In: Statistics and Probability
4. The Transactional Records Access Clearinghouse at Syracuse University reported data showing the chance of an Internal Revenue Service (IRS) audit. The data in file IRSAudit.xlsx show the average adjusted gross income reported (in $ thousands) and the percent of the returns that were audited for 20 selected IRS districts.
District | Adjusted Gross Income | Percent Audited |
Los Angeles | 36.664 | 1.3 |
Sacramento | 38.845 | 1.1 |
Atlanta | 34.886 | 1.1 |
Boise | 32.512 | 1.1 |
Dallas | 34.531 | 1.0 |
Providence | 35.995 | 1.0 |
San Jose | 37.799 | 0.9 |
Cheyenne | 33.876 | 0.9 |
Fargo | 30.513 | 0.9 |
New Orleans | 30.174 | 0.9 |
Oklahoma City | 30.060 | 0.8 |
Houston | 37.153 | 0.8 |
Portland | 34.918 | 0.7 |
Phoenix | 33.291 | 0.7 |
Augusta | 31.504 | 0.7 |
Albuquerque | 29.199 | 0.6 |
Greensboro | 33.072 | 0.6 |
Columbia | 30.859 | 0.5 |
Nashville | 32.566 | 0.5 |
Buffalo | 34.296 | 0.5 |
Hint: Select Visualizing data > Scatter plots, select cells B1:B21 for X and select cells C1:C21 for Y. Click “Options” and check “Regression lines.”
Hint: Select Modeling data > Linear regression, select cells C1:C21 for “Y / Dependent variables: Quantitative” and select cells B1:B21 for “X / Explanatory variables: Quantitative.”
Hint: You can use either a t-test or an F-test to answer this question.

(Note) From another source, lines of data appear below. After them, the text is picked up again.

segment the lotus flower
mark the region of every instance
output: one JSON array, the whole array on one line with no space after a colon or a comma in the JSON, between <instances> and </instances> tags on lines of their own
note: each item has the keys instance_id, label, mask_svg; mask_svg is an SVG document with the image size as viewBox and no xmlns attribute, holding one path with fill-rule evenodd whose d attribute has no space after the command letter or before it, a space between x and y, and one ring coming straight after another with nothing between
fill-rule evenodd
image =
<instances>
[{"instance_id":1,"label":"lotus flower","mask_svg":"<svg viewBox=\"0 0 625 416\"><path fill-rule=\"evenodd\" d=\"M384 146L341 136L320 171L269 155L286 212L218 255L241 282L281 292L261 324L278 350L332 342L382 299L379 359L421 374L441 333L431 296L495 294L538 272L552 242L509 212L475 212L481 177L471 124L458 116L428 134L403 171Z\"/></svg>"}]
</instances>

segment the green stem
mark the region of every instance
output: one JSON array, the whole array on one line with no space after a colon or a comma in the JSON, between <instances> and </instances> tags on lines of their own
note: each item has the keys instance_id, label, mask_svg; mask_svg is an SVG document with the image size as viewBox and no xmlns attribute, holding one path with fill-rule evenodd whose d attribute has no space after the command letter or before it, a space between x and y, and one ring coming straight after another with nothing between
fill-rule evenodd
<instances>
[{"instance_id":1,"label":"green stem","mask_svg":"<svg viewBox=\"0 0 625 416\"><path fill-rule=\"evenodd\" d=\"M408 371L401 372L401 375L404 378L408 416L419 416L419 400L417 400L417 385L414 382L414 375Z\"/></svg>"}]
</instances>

In your answer state the hypotheses, test statistic, p-value, decision, and conclusion.
Ans a ) The scatter plot is
the scatterplot indicate that there is a positive relationship between the average adjusted gross income reported and the percent of the returns that were audited.
b ) the output of regression analysis
we have
Simple Linear Regression Analysis | ||||||
Regression Statistics | ||||||
Multiple R | 0.4659 | |||||
R Square | 0.2171 | |||||
Adjusted R Square | 0.1736 | |||||
Standard Error | 0.2088 | |||||
Observations | 20 | |||||
ANOVA | ||||||
df | SS | MS | F | Significance F | ||
Regression | 1 | 0.2175 | 0.2175 | 4.9901 | 0.0384 | |
Residual | 18 | 0.7845 | 0.0436 | |||
Total | 19 | 1.0020 | ||||
Coefficients | Standard Error | t Stat | P-value | Lower 95% | Upper 95% | |
Intercept | -0.4710 | 0.5842 | -0.8061 | 0.4307 | -1.6984 | 0.7565 |
Adjusted Gross Income | 0.0387 | 0.0173 | 2.2339 | 0.0384 | 0.0023 | 0.0751 |
the estimated regression equation is
the percent audited for a district = -0.4710 +0.0387 * Adjusted Gross Income
c )let the null and alternative hypothesis
Ho:there is not a significant linear relationship between the two variables
Ha: there is a significant linear relationship between the two variables
the value of test stat is 4.99
p value = 0.0384
t since p value is less than 0.05 so we conclude that there is a significant linear relationship between the two variables.
d ) for adjusted gross income of $35,000.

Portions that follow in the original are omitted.